The prefect of the Vatican’s Apostolic Signatura, effectively its Supreme Court,
said “more and more, we witness the violation of the most fundamental
norms of divine natural law, written upon every human heart by God, in
the policies and laws of nations, and in the judgments given by their
courts”.
‘Evil fruits’
‘Evil fruits’
In a sermon marking the sixth Fota international liturgical conference at a High Mass in the church of Saints Peter and Paul, he said: “We see before our eyes the evil fruits of a society which pretends to take the place of God in making its laws and in giving its judgments, of a society in which those in power decide what is right and just, according to their desires and convenience, even at the cost of perpetrating mortal harm upon their innocent and defenceless neighbours.”
It was, he said, “a society which has
abandoned its Judeo-Christian foundations, and above all, the
fundamental obedience to God’s law which safeguards the good of all.

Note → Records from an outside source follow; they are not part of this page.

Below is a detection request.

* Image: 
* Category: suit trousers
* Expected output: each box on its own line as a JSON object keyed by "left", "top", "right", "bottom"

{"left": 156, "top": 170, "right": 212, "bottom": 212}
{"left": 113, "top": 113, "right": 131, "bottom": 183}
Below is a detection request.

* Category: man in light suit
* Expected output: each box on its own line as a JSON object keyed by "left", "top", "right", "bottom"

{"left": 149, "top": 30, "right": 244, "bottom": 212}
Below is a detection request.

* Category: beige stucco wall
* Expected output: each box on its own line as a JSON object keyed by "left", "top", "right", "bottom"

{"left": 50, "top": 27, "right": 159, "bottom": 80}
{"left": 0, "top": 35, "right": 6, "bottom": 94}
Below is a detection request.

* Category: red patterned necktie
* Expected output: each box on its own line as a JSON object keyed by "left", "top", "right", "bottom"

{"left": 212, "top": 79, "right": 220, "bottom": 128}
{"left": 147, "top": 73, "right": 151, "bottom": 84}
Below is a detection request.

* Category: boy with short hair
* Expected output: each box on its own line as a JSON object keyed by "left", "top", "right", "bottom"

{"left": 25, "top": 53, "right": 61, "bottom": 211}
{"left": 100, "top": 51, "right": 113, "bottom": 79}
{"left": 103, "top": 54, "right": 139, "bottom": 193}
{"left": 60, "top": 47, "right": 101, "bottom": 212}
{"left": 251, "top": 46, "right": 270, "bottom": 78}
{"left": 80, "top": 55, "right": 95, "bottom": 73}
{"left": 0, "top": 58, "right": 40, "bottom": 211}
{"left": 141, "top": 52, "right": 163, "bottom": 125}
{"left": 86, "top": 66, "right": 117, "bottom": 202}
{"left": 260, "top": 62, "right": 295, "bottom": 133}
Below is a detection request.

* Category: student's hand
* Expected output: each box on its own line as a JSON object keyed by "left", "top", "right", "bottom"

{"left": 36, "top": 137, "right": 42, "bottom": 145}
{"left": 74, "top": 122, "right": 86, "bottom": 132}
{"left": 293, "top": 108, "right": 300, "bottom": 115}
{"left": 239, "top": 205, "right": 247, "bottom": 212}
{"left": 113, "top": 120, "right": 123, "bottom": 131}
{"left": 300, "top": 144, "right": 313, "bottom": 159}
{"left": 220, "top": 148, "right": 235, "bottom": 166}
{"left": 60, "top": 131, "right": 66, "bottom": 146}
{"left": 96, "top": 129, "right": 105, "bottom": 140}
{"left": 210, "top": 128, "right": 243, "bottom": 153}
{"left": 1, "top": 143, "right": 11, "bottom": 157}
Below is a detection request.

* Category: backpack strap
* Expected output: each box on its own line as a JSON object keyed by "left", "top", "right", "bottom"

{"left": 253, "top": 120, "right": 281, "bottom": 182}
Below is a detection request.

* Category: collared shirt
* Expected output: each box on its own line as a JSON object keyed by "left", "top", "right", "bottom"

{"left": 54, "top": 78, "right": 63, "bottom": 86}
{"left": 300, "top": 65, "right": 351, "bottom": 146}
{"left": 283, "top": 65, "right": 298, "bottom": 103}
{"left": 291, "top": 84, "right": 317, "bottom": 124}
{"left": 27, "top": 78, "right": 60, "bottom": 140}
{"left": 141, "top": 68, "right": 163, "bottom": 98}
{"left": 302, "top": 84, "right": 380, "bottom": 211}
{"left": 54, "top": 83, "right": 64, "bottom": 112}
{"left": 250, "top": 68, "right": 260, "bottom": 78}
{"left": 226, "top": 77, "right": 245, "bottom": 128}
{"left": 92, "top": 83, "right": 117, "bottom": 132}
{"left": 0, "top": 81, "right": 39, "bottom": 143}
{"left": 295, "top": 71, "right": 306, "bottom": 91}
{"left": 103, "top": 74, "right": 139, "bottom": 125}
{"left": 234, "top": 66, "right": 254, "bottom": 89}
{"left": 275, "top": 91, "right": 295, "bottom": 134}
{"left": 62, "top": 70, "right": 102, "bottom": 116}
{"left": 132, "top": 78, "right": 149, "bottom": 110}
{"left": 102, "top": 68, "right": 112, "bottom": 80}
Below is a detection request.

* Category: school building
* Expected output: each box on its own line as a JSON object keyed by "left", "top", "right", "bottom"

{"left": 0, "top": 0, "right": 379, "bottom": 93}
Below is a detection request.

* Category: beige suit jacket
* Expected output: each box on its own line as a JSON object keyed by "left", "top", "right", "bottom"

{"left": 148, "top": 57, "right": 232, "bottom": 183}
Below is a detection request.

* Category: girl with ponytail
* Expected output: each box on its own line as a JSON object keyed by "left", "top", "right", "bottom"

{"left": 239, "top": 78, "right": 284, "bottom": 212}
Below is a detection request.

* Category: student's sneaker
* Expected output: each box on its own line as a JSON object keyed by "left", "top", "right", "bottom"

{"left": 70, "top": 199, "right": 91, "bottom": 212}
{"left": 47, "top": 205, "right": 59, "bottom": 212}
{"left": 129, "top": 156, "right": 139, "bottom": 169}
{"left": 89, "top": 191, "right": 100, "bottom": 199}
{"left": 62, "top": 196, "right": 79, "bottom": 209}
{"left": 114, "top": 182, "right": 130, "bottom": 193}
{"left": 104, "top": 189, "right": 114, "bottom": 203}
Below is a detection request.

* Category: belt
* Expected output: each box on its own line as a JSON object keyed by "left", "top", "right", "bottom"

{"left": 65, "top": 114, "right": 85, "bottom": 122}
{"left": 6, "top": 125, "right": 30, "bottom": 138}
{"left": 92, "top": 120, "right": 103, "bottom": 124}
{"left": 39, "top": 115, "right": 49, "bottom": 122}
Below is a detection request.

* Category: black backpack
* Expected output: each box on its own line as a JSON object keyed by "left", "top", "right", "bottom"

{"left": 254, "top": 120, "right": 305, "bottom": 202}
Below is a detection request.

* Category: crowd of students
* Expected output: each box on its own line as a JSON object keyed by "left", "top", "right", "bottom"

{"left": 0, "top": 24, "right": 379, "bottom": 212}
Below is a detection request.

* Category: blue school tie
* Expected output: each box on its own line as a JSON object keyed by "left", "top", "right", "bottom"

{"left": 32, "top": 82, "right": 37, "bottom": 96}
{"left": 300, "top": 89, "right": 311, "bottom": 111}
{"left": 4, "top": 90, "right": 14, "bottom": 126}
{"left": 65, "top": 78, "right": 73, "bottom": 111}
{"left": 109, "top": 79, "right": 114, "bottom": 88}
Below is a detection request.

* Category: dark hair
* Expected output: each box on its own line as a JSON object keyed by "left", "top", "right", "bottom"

It
is a society which embraces a totalitarianism masking itself as the
‘hope,’ the ‘future’, of a nation”
Meanwhile,
Bishop of Down and Connor Noel Treanor has said the Taoiseach and
Government have “dealt a fatal blow to the legitimacy of the political
and legislative process” and “disenfranchised massive numbers of
citizens of the Republic” through their handling of debate on abortion
legislation.
Papal nuncio to Ireland Archbishop Charles Brown pointed out yesterday that “the teaching of the Catholic Church
is very clear; a person “has the right to act in conscience and in
freedom so as personally to make moral decisions. ‘He must not be forced
to act contrary to his conscience’ . . .”
He noted too that Ireland’s
Constitution “explicitly states that freedom of conscience is guaranteed
to every citizen”.
Speaking yesterday at a
ceremony in Co Down, Bishop Treanor hailed “the courage of those TDs,
men and women, in Dáil Éireann who refuse to bend to weavers of party
political mantras, who recognise that the Taoiseach and the Government
have failed to engage with key and substantive issues raised in reasoned
comment on both grounds of pure reason as well as on grounds linking
human reason and Christian faith”.
He added, “this
failure has seriously impoverished the quality of the public and
political debate. It has dealt a fatal blow to the legitimacy of the
political and legislative process. It has, I believe, disenfranchised
massive numbers of citizens of the Republic.”